Bug #12615
openRepair of Erasure Coded pool with an unrepairable object causes pg state to lose clean state
0%
Description
After an erasure coded pool 2 + 1 with 2 chunks of a single object corrupted, doing a repair which can't succeed causes pg to lose clean state. The result of a unclean pg is that operations hang
and trying to repair again just causes scrub to requeue continuously. The EIO from rados get requires wip-12000-12200 branch changes.
$ rados -p ecpool get foo dz.out3 error getting ecpool/foo: (5) Input/output error $ ./ceph pg dump pgs | grep ^3.6 dumped pgs in format plain 3.6 1 0 0 0 0 1048576 1 1 active+clean 2015-08-04 16:14:41.607821 16'1 16:8 [0,1,2] 0 [0,1,2] 0 0'0 2015-08-04 16:14:40.526211 0'0 2015-08-04 16:14:40.526211 $ ceph pg repair 3.6 instructing pg 3.6 on osd.0 to repair $ ceph pg dump pgs | grep ^3.6 dumped pgs in format plain 3.6 1 1 4 0 1 1048576 1 1 active 2015-08-04 16:15:39.659583 16'1 16:10 [0,1,2] 0 [0,1,2] 0 16'1 2015-08-04 16:15:39.659434 16'1 2015-08-04 16:15:39.659434 [~/ceph/src] (wip-12000-12200-new) $ ./rados -p ecpool get foo dz.out3 ^C
To get to active+clean, I removed the broken object from the filestore and restarted the osd.
Updated by David Zafman over 8 years ago
- Status changed from New to 12
The cause of this is as follows:
PG::scrub_process_inconsistent() clears PG_STATE_CLEAN in repair because a later DoRecovery will be initiated to fix the bad replicas/shards. This code works perfectly for replicated pools because we only consider objects that have an authoritative copy. With erasure coded pools we need to have enough shards to repair. Another issue is that we consider these objects as "fixed" even though we won't know later if the repair worked. I don't like this just in case an OSD goes down and the repair can't proceed.
scrub_finish() outputs a message like "1.6 repair 2 errors, 2 fixed" even though nothing has been fixed yet.

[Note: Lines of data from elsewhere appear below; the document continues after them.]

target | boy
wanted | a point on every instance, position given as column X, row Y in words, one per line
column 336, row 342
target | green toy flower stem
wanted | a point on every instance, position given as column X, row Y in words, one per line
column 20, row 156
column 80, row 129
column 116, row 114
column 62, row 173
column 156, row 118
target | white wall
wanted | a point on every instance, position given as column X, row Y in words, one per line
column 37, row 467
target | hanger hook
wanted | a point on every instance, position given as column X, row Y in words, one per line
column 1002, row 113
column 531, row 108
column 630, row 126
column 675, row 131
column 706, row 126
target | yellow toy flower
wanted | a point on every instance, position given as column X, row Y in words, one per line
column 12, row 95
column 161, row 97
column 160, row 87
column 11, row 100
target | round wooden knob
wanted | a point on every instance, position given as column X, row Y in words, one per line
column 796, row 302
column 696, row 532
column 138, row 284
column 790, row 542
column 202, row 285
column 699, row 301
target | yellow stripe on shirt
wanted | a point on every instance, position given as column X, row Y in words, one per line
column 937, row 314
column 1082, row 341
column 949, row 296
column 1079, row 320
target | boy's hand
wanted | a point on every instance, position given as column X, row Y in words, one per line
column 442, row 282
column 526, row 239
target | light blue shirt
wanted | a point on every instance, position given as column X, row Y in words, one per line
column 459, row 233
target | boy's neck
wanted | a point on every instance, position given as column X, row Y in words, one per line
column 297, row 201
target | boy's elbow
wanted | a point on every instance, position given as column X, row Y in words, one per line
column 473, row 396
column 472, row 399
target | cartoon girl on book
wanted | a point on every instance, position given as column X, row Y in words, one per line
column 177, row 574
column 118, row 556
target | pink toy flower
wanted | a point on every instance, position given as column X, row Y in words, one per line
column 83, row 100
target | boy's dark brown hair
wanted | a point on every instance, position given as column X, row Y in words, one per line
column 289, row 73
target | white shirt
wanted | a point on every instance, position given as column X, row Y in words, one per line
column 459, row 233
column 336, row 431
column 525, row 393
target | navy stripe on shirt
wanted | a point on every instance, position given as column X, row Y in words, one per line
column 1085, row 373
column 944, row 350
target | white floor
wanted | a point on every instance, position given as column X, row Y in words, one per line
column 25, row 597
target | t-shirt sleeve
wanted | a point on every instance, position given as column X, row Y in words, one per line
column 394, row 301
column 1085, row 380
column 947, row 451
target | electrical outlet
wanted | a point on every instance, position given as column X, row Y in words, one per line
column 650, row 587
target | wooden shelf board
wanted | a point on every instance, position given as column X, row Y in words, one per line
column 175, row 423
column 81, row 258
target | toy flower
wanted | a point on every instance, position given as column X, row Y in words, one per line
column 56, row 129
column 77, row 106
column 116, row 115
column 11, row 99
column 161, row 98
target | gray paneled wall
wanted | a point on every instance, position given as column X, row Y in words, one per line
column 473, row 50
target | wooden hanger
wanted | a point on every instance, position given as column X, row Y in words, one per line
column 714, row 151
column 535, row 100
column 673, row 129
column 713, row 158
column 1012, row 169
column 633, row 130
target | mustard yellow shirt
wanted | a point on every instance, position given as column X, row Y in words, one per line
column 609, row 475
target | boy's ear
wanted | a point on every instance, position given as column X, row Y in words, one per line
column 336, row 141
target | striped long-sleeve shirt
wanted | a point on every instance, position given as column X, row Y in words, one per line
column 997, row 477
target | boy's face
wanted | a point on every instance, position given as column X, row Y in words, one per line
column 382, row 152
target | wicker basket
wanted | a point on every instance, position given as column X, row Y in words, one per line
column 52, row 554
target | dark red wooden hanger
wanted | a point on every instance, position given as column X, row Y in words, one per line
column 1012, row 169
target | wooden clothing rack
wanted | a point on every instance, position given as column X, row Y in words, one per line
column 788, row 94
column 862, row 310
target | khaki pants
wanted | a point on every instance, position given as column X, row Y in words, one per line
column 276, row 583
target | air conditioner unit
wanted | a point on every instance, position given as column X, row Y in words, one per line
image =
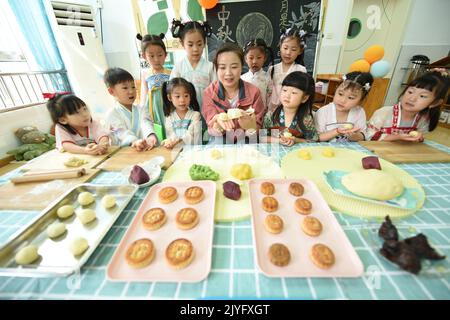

It initiates a DoRecovery() state change for the PG.
Normally the PG will be marked CLEAN at the end of the recovery process when normally all the repairs happen.
Updated by Greg Farnum almost 7 years ago
- Project changed from Ceph to RADOS
- Category set to EC Pools
- Component(RADOS) OSD added
David, is this still an issue?
Updated by David Zafman almost 7 years ago
This will be fixed when we move repair out of the OSD. We shouldn't be using recovery to do repair anyway.
Updated by David Zafman over 5 years ago
- Related to Bug #25084: Attempt to read object that can't be repaired loops forever added
Updated by David Zafman over 5 years ago
In a replicated case which in which all copies are bad, a rep_repair_primary_object() can cause loss of clean and instead be in recovery_unfound.